I would also keep an open mind about other products as well. The new windows 8 phones are pretty good too and i would not discount RIM's new Blackberry 10 coming out in Feb 2013.


----------



## narci (Sep 6, 2011)

I am a technology nerd so if you guys/gals have any questions in regards to pretty much any technology gadget, you can ask me


----------



## narci (Sep 6, 2011)

kawboy said:


> Let me start by saying if you are an apple fan like me you might want to reconsider trying something else. My wife uses my ipad for games so I decided to get something for me to take out of town. I wanted to try something else so I got a samsung galaxy 2 10 inch tablet. To start with, when I type in the website I want to go to it gives me the mobile site in some cases. Samsung says there is no work around for this but maybe someone knows better than the guy I talked to. I have my credit card and car lease with Chase. I was able to pay my card balance online but not my lease. No problem paying it with the ipad. I have two retirement accounts at Scottrade and could not do things I wanted to do. Tapping on the spot that shows dividend yield comparisons got me nowhere until it opened a page that had nothing to do with what I wanted. I could go on with the other flaws I've found but you get the idea. If this is a samsung issue than the galaxy is quite inferior to the ipad. If this is an android issue than I would say the android operating system is inferior to the apple ios operating system. I guess there is a reason why apple products cost more. They are way better. Wish I'd have gotten the ipad mini but when I saw the galaxy 10 inch tablet for a lower price than the smaller ipad it seemed like a good deal. Maybe not so much now. Hope this helps someone considering buying a tablet.
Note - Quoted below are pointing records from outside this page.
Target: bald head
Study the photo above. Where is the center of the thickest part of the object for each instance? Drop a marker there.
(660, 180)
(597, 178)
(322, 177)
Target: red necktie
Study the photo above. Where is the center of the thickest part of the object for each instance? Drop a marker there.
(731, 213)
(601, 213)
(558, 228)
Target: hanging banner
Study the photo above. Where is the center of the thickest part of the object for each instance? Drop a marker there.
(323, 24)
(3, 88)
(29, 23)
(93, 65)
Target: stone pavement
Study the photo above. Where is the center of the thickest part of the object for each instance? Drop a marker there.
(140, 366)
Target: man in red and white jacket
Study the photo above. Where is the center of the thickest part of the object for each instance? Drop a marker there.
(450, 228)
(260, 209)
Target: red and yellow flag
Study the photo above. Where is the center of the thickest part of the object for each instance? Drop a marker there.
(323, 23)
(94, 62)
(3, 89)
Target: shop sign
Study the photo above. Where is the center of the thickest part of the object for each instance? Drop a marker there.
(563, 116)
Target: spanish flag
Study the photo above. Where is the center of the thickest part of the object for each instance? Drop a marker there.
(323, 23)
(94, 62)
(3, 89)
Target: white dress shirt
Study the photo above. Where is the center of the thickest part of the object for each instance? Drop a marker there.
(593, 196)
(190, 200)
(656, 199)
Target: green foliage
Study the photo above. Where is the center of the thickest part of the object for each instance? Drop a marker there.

Have you updated your Galaxy Tab to Jelly Bean yet? (Firmware 4.1.2). Not sure if it's available yet but Jelly Bean has been getting alot of praises.

For getting rid of the mobile sites...

type "about: debug" in the browser, include the space as shown you will not see anything happen, click on the menu (3 stacked horizontal lines) on the top right

tap settings/advanced/ua string/then choose desktop.

done.


----------



## dodrop82 (May 21, 2010)

Thank you everyone! I so appreciate the input, as I'm not technilogically wired at all!!!! And to have access to a technology NERD.....PRICELESS!!!!


----------



## Sheri (Oct 11, 2008)

I need to save Narci's contact as "techno nerd" for the future... ;-)


----------



## narci (Sep 6, 2011)

Thanks. If you have any questions, please do ask. I love helping people, especially when it comes to technology


----------



## dodrop82 (May 21, 2010)

Another question, Narci...I'm looking for an Ipad 3 on the internet, and can't seem to find one...do you mean and Ipad 3rd generation?


----------



## ClaireVoyant (Jan 26, 2012)

I've not ventured in here before now because the title said Samsung/Android and I neither have experience with them nor want experience with them, so avoided it. Little did I know its really an Apple thread 

I've had the iPad 1 and the iPad 3 which is really called the NEW iPad. The iPad4 came out this past fall, but is called simply iPad with Retinal Display.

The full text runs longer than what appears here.